Being a land of safety, opportunity, religious freedom and peace from war for God’s people were also mentioned by new arrivals as perks …
“Israel has many advantages – it’s much … safer,” Yulia Heller-Gorlik pointed out. “You … can go out at midnight and feel perfectly safe. It’s so different from [the Ukraine] – you know, where it’s not safe at all.”
“My future is no good in [the Ukraine],” 53-year-old Eugene asserted. “I know in Israel, I have a future – I have a job.”
“I think that it’s God,” Iryna Kovalenko expressed. “This decision is not only mine – it’s a decision of God … for my family.”
“It was very dangerous,” Artur Myshchinskyi of eastern Ukraine recounted. “In the past three years, we’ve spent most of our time in occupied territories with severe shortages of electricity and water and we survived the shellings.”
Much needed help
Most of the arrangements for the latest wave of Ukrainian Jews to touch down and get settled in Israel were provided by The Fellowship, including finances, logistics and official documentation, and those making the transition and pivotal journey realize how life-changing their move will be, as noted by Ukrainian Rabbi Pinchas Vishedski.
“My message to them today was they made the right decision because aliyah – when they will be there – it could be a little bit difficult for them, but it will be difficult … but the end will be very successful,” Vishedski said after the immigrants’ orientation.
New life, new hope
Because of anti-Semitism in the Ukraine and other parts of Eastern Europe that has continued for millennia, many of those making aliyah did not reveal plans about their departures to most living in their communities.

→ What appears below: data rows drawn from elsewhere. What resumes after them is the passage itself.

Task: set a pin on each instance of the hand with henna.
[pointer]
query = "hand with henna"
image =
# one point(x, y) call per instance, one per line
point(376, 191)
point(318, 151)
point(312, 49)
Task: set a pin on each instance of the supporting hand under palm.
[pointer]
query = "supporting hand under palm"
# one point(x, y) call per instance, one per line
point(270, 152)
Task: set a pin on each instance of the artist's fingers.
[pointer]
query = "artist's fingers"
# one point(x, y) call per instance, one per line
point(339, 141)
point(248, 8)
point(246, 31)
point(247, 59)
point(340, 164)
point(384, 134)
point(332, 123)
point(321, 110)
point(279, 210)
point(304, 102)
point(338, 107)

“Only my neighbor from this home knows about my departure,” Iryna shared with CBN News. “Because people didn’t like me – didn’t want … me and my family [to] be happy.”
What she left did not compare to what she found in store for her.

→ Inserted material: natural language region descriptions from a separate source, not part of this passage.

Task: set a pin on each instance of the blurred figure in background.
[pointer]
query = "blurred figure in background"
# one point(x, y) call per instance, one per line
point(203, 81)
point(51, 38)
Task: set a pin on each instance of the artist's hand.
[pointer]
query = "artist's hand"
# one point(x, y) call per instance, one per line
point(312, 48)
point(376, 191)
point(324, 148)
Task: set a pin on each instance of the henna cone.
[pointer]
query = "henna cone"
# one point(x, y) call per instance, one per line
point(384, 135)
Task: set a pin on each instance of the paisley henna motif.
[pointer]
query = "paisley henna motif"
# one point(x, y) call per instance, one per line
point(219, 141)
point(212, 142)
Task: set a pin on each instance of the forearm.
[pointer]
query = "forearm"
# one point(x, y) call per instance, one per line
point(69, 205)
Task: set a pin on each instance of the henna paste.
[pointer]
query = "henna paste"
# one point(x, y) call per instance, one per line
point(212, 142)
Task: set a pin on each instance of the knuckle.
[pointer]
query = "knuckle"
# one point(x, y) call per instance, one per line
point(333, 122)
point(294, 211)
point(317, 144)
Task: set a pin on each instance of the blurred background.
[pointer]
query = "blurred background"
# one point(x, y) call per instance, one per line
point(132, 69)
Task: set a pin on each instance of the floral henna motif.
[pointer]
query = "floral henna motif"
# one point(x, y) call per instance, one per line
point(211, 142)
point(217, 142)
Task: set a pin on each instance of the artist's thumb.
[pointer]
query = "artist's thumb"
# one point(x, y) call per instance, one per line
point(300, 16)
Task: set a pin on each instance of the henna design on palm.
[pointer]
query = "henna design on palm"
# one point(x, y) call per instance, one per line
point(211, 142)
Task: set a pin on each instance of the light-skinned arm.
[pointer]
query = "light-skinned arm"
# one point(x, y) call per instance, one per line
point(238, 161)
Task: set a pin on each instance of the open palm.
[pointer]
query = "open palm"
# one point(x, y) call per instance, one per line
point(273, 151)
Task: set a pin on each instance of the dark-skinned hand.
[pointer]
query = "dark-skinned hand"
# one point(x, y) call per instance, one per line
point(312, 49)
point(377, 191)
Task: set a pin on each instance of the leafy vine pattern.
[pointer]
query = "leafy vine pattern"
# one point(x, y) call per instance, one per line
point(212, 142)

“Now I appear in my real motherland!” Iryna exclaimed amidst applause from her fellow travelers when they arrived in Israel. “I returned to my mother, to my real mother with my children and my husband, and now I’m so happy, so proud to this great, great trip and great matter … I think the most important thing in my life.”
And as anti-Semitism intensifies worldwide, Eckstein says there’s no better time for Jews to return to their true homeland. Jews were disbanded 2,000 years ago when Israel was no longer a nation and started returning in 1948 when it was restored as a Jewish nation as prophesied in the Bible.

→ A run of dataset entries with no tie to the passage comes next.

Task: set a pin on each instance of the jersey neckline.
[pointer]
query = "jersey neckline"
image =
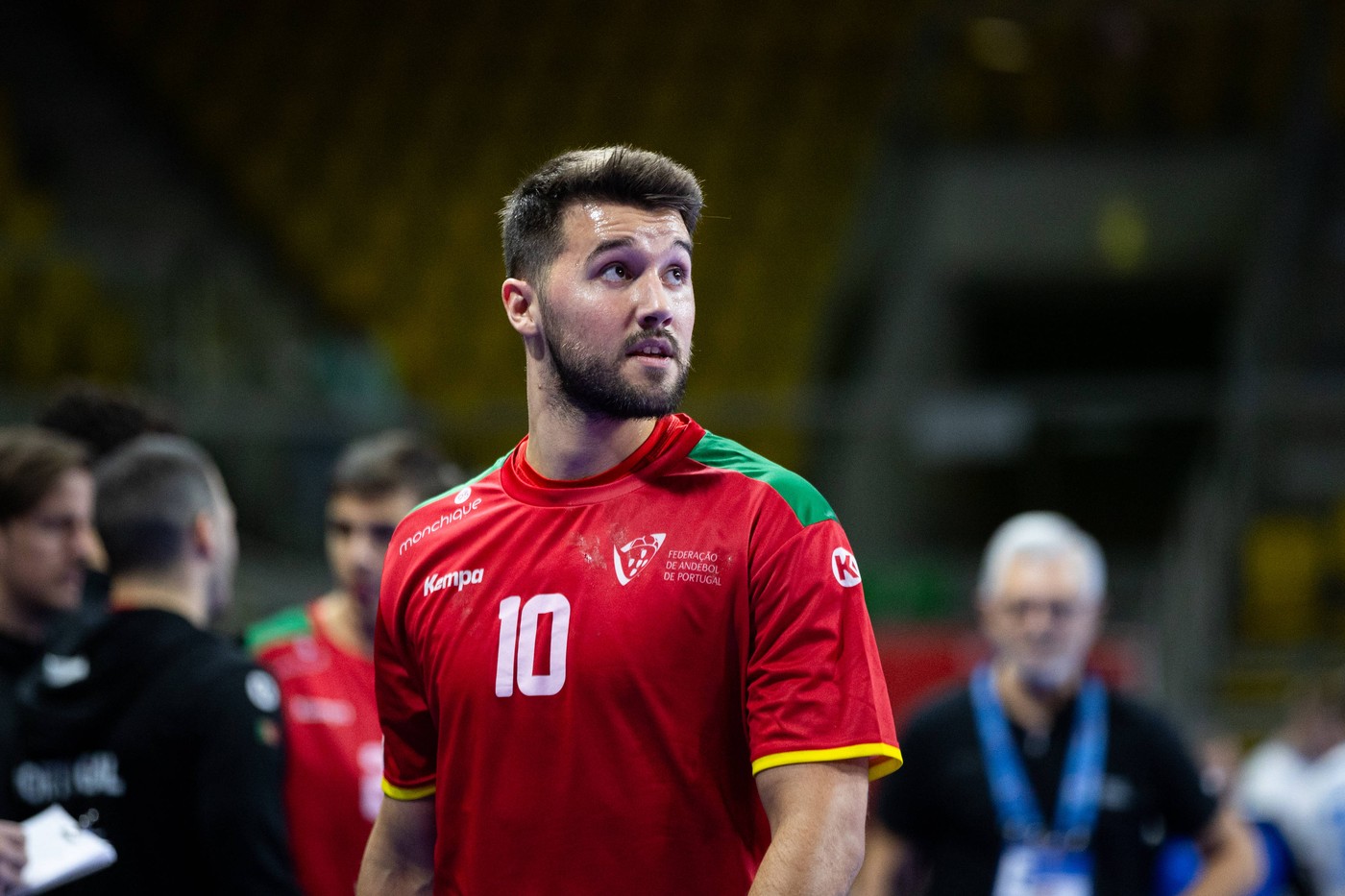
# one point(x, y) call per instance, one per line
point(672, 440)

“Sometimes, I think that the reason Isaiah said that the Jewish people would come home to Israel [at the] end of days is because he knew that anti-Semitism would once again raise its ugly head, and if they didn’t come home to Israel – the only country where there’s a Jewish government, where there’s a Jewish army, who’s only concern is protecting the Jewish people unlike anywhere in the entire world – that there wouldn’t be any Jewish people left in the world because of all the anti-Semitism,” Eckstein reflected. “And so, I look at this – as you never know when the borders are going to close … you never know when it’s going to be too late. And so, The Fellowship, as soon as we have the opportunity to bring a Jewish person home, we do it immediately.”
Coronavirus no obstacle for God
Even as much of the world continues to curb travel because of the fears of COVID-19 spreading, dispersed Jews worldwide do not let the virus sidetrack God’s plan for their return to Israel.
“In recent weeks, as international travel restrictions have begun to relax, requests to make aliyah among the countries where The Fellowship operates have increased 20%,” the Jerusalem Post announced late last month. “This is in addition to the existing backlog of requests after aliyah flights were delayed for two months and immigration visas were suspended due to office closures.”
And in the weeks before the latest flight arrived last week, hundreds of other Jews reached their prophesied destination.
“The Fellowship has been helping Ukrainian Jews make aliyah amid the coronavirus, and recently a number of flights carrying more than 100 olim (immigrants) each have arrived in Israel,” the Post noted.